An example of an Interrupted Attempt would be if a person opens a bottle of pills and is ready to take them in order to kill themselves when someone comes in to the room and prevents them. Another example would be a person who is standing on the ledge of a roof with the intention to jump but then gets pulled off the edge by someone else.
It’s crucial to identify Interrupted Attempts because many people have been known to take precautions not to be interrupted in subsequent attempts.
C) Aborted Attempt
An Aborted Attempt is when a person starts a suicidal behavior, but stops himself or herself before starting any potentially lethal behavior.
To clarify, if a person has suicidal ideation with a specific plan and intent, but does not carry out the plan, this should not be called an Aborted Attempt. It would only be considered an Aborted Attempt if the person took some step to start a suicidal act. For example, if someone picks up a gun and holds it to their head, but before pulling the trigger changes their mind, it would be considered an Aborted Attempt.
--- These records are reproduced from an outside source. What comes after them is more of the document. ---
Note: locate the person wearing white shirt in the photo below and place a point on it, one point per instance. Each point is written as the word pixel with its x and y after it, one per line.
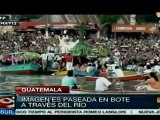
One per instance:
pixel 118 72
pixel 112 66
pixel 50 59
pixel 157 68
pixel 102 84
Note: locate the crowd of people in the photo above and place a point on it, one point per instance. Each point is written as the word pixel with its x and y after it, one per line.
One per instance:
pixel 142 52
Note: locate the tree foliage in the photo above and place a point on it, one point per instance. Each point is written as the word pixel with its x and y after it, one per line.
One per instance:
pixel 108 18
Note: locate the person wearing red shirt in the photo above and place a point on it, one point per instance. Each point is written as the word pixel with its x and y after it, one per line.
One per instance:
pixel 69 61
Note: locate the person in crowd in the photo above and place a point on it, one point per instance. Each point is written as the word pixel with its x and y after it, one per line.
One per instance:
pixel 118 72
pixel 70 81
pixel 156 67
pixel 148 69
pixel 112 66
pixel 151 83
pixel 103 84
pixel 44 60
pixel 69 61
pixel 50 59
pixel 55 65
pixel 89 68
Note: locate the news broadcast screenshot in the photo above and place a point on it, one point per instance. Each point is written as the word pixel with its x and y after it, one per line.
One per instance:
pixel 80 64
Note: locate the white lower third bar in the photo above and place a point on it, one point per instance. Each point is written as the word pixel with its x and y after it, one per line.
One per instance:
pixel 87 112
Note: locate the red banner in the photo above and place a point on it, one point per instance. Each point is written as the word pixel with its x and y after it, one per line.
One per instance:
pixel 134 28
pixel 42 89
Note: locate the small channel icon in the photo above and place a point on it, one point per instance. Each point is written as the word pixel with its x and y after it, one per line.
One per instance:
pixel 7 101
pixel 158 99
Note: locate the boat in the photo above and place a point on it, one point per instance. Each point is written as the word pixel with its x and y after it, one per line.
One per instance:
pixel 126 78
pixel 19 69
pixel 83 73
pixel 60 73
pixel 2 79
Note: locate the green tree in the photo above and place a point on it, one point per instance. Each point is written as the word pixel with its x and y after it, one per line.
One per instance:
pixel 108 18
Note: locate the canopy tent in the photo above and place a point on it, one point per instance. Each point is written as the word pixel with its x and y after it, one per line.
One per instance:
pixel 68 19
pixel 60 21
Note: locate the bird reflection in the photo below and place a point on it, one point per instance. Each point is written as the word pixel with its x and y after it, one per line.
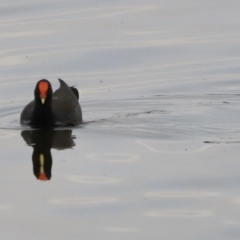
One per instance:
pixel 42 141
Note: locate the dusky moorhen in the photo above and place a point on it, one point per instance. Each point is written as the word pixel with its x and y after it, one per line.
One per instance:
pixel 48 109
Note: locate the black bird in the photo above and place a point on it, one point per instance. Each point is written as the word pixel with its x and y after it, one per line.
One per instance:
pixel 48 109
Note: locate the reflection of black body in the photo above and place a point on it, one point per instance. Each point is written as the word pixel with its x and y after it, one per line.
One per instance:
pixel 42 141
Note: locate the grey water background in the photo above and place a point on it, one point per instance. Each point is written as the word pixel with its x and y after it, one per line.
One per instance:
pixel 158 155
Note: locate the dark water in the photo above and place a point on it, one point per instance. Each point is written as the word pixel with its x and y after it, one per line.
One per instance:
pixel 158 154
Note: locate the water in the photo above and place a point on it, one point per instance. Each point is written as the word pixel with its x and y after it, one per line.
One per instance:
pixel 158 154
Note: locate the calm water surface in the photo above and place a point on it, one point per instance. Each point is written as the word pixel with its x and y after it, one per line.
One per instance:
pixel 158 154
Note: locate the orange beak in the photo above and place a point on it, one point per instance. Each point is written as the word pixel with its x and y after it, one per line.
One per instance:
pixel 43 88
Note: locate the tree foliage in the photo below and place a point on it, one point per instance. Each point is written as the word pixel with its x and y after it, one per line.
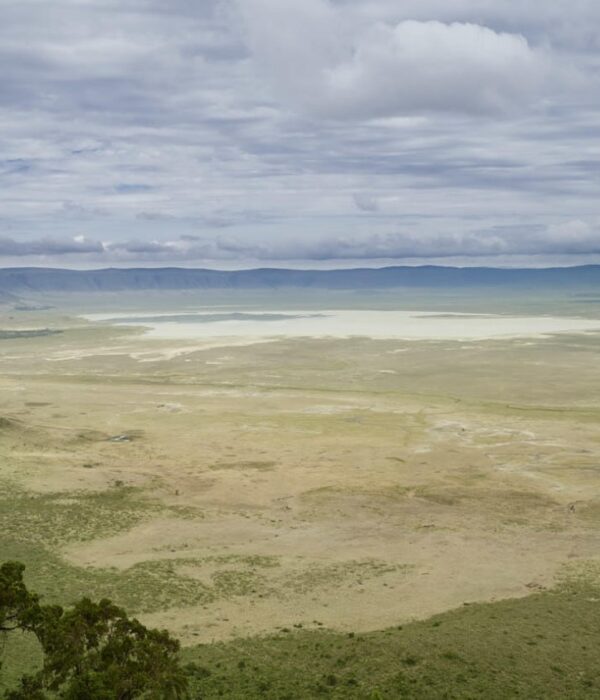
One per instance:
pixel 93 650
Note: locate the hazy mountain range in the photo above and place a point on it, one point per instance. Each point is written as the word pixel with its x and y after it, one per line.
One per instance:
pixel 35 279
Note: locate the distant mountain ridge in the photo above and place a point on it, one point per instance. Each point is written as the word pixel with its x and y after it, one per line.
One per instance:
pixel 37 279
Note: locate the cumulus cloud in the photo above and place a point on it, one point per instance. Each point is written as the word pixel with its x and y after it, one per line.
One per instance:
pixel 379 69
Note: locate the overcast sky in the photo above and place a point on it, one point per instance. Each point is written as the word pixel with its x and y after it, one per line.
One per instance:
pixel 312 133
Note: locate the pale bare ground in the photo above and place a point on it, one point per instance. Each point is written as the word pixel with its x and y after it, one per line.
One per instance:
pixel 380 483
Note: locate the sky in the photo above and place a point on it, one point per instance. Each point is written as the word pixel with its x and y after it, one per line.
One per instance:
pixel 320 133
The main difference between an Interrupted Attempt and an Aborted Attempt is WHO stops the act. Is it the suicidal person? That’s an Aborted Attempt. Is it another person or external circumstance? That’s an Interrupted Attempt.
D) Preparatory Acts or Behaviors
This is any act that is directly in preparation for making a suicide attempt. Examples would include buying pills, acquiring a gun, writing a suicide note, giving one’s belongings away, etc.
The C-SSRS suggests the following question to ask about Preparatory Acts or Behavior:
Have you taken any steps towards making a suicide attempt or preparing to kill yourself (such as collecting pills, getting a gun, giving valuables away or writing a suicide note)?
All health professionals should understand these terms. Additionally, all health professionals have the access and opportunity to connect one-on-one with patients and for a patient experiencing suicidal ideation or behavior, a meeting with a healthcare provider can be the safe setting needed to help them open up and get the needed help before it’s too late.
This unique opportunity for assessment and prevention could be life-saving, so it is clearly essential that all providers know how to effectively screen for suicide risk. As a provider, you cannot predict death by suicide, but you most certainly can learn to identify people who are at increased risk, start taking precautions, and help them get effective treatment.
Beyond that, it’s imperative that you understand the importance of referring the patient to inpatient care if they are actively suicidal or refer them immediately to a qualified psychiatrist if they are not actively suicidal.
Suicide screening and prevention is an often overlooked role by many health care providers. However, I urge you to be aware of how valuable and potentially life-saving this role can be.